Challenges in Decompilation and Reverse Engineering of CUDA-based Kernels

Parallel computing architectures -- such as CUDA -- are taking on a central role in areas such as artificial intelligence, graphics, image processing, machine learning, and deep learning, with virtually unlimited applications. Unlike desktop and embedded platforms, these solutions have unique characteristics that call into question many of the assumptions underlying the main decompilers.

Research on decompilers has historically focused on desktop and embedded architectures; in the parallel context, however, new challenges emerge: opaque (black-box) hardware models, parallel execution semantics, and complex type systems (tensors, matrices).

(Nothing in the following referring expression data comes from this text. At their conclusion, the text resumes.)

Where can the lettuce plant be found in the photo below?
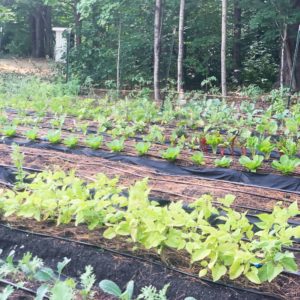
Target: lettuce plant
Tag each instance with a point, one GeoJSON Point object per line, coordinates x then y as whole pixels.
{"type": "Point", "coordinates": [198, 158]}
{"type": "Point", "coordinates": [54, 136]}
{"type": "Point", "coordinates": [94, 142]}
{"type": "Point", "coordinates": [214, 139]}
{"type": "Point", "coordinates": [171, 153]}
{"type": "Point", "coordinates": [142, 148]}
{"type": "Point", "coordinates": [224, 162]}
{"type": "Point", "coordinates": [10, 131]}
{"type": "Point", "coordinates": [251, 164]}
{"type": "Point", "coordinates": [71, 141]}
{"type": "Point", "coordinates": [116, 145]}
{"type": "Point", "coordinates": [31, 134]}
{"type": "Point", "coordinates": [266, 147]}
{"type": "Point", "coordinates": [285, 164]}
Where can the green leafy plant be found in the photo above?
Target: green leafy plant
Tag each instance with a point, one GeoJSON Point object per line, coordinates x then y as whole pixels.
{"type": "Point", "coordinates": [171, 153]}
{"type": "Point", "coordinates": [54, 137]}
{"type": "Point", "coordinates": [71, 141]}
{"type": "Point", "coordinates": [94, 141]}
{"type": "Point", "coordinates": [112, 288]}
{"type": "Point", "coordinates": [251, 164]}
{"type": "Point", "coordinates": [116, 145]}
{"type": "Point", "coordinates": [252, 143]}
{"type": "Point", "coordinates": [142, 148]}
{"type": "Point", "coordinates": [10, 131]}
{"type": "Point", "coordinates": [151, 292]}
{"type": "Point", "coordinates": [287, 146]}
{"type": "Point", "coordinates": [266, 147]}
{"type": "Point", "coordinates": [224, 162]}
{"type": "Point", "coordinates": [18, 160]}
{"type": "Point", "coordinates": [31, 134]}
{"type": "Point", "coordinates": [198, 158]}
{"type": "Point", "coordinates": [214, 139]}
{"type": "Point", "coordinates": [285, 164]}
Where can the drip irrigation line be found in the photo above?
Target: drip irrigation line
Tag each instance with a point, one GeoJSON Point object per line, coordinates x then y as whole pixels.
{"type": "Point", "coordinates": [149, 261]}
{"type": "Point", "coordinates": [18, 287]}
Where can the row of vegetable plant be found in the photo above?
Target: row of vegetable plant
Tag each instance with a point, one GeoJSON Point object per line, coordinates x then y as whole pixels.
{"type": "Point", "coordinates": [231, 247]}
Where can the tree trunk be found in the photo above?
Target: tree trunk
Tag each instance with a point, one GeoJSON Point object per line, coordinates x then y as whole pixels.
{"type": "Point", "coordinates": [180, 47]}
{"type": "Point", "coordinates": [118, 58]}
{"type": "Point", "coordinates": [41, 31]}
{"type": "Point", "coordinates": [157, 29]}
{"type": "Point", "coordinates": [237, 32]}
{"type": "Point", "coordinates": [78, 23]}
{"type": "Point", "coordinates": [282, 62]}
{"type": "Point", "coordinates": [289, 54]}
{"type": "Point", "coordinates": [223, 48]}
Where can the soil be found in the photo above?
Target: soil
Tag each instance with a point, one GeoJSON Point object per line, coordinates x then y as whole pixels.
{"type": "Point", "coordinates": [29, 66]}
{"type": "Point", "coordinates": [186, 188]}
{"type": "Point", "coordinates": [121, 269]}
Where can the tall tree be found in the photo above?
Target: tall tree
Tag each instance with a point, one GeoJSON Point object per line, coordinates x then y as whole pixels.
{"type": "Point", "coordinates": [157, 42]}
{"type": "Point", "coordinates": [180, 47]}
{"type": "Point", "coordinates": [237, 32]}
{"type": "Point", "coordinates": [223, 48]}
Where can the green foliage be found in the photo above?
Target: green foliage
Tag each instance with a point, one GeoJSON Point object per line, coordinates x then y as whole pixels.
{"type": "Point", "coordinates": [71, 141]}
{"type": "Point", "coordinates": [142, 148]}
{"type": "Point", "coordinates": [54, 137]}
{"type": "Point", "coordinates": [112, 288]}
{"type": "Point", "coordinates": [198, 158]}
{"type": "Point", "coordinates": [94, 142]}
{"type": "Point", "coordinates": [116, 145]}
{"type": "Point", "coordinates": [10, 131]}
{"type": "Point", "coordinates": [171, 153]}
{"type": "Point", "coordinates": [285, 164]}
{"type": "Point", "coordinates": [18, 160]}
{"type": "Point", "coordinates": [31, 134]}
{"type": "Point", "coordinates": [251, 164]}
{"type": "Point", "coordinates": [214, 140]}
{"type": "Point", "coordinates": [224, 162]}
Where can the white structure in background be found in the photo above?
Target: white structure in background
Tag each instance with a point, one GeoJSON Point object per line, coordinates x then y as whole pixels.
{"type": "Point", "coordinates": [61, 43]}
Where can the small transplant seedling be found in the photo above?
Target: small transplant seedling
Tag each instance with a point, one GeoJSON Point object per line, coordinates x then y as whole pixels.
{"type": "Point", "coordinates": [214, 140]}
{"type": "Point", "coordinates": [10, 131]}
{"type": "Point", "coordinates": [54, 137]}
{"type": "Point", "coordinates": [112, 288]}
{"type": "Point", "coordinates": [31, 134]}
{"type": "Point", "coordinates": [171, 153]}
{"type": "Point", "coordinates": [116, 145]}
{"type": "Point", "coordinates": [198, 158]}
{"type": "Point", "coordinates": [251, 164]}
{"type": "Point", "coordinates": [71, 142]}
{"type": "Point", "coordinates": [142, 148]}
{"type": "Point", "coordinates": [285, 164]}
{"type": "Point", "coordinates": [94, 142]}
{"type": "Point", "coordinates": [18, 159]}
{"type": "Point", "coordinates": [224, 162]}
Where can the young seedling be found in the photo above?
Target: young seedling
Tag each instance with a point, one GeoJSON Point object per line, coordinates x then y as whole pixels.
{"type": "Point", "coordinates": [94, 141]}
{"type": "Point", "coordinates": [18, 160]}
{"type": "Point", "coordinates": [54, 137]}
{"type": "Point", "coordinates": [171, 154]}
{"type": "Point", "coordinates": [113, 289]}
{"type": "Point", "coordinates": [285, 164]}
{"type": "Point", "coordinates": [31, 134]}
{"type": "Point", "coordinates": [116, 145]}
{"type": "Point", "coordinates": [198, 158]}
{"type": "Point", "coordinates": [251, 164]}
{"type": "Point", "coordinates": [71, 141]}
{"type": "Point", "coordinates": [142, 148]}
{"type": "Point", "coordinates": [224, 162]}
{"type": "Point", "coordinates": [10, 131]}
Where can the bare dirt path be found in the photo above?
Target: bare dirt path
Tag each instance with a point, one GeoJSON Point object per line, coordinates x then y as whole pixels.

In this work, we address decompilation for CUDA-based kernels, exploring concepts such as divergence, synchronization, and barriers, analyzing memory hierarchies, and discussing how to integrate them into a coherent framework for a proof-of-concept decompiler. We explore the file formats provided by NVIDIA compilers, the languages that have been designed and we consider how to address many of the challenges provided by newer parallel architectures.

We analyze the role of intermediate representations such as PTX and SASS in enabling or constraining the reconstruction of high-level semantics from compiled CUDA kernels. The roadmap includes stages such as IR lifting from PTX, reconstruction of control-flow and synchronization semantics, and recovery of high-level data abstractions.

The goal is to outline the differences introduced by CUDA and draw up a roadmap for designing a decompiler targeted at this architecture. Such a tool would enable applications ranging from software verification to malware analysis, from low-level optimization to compiler troubleshooting.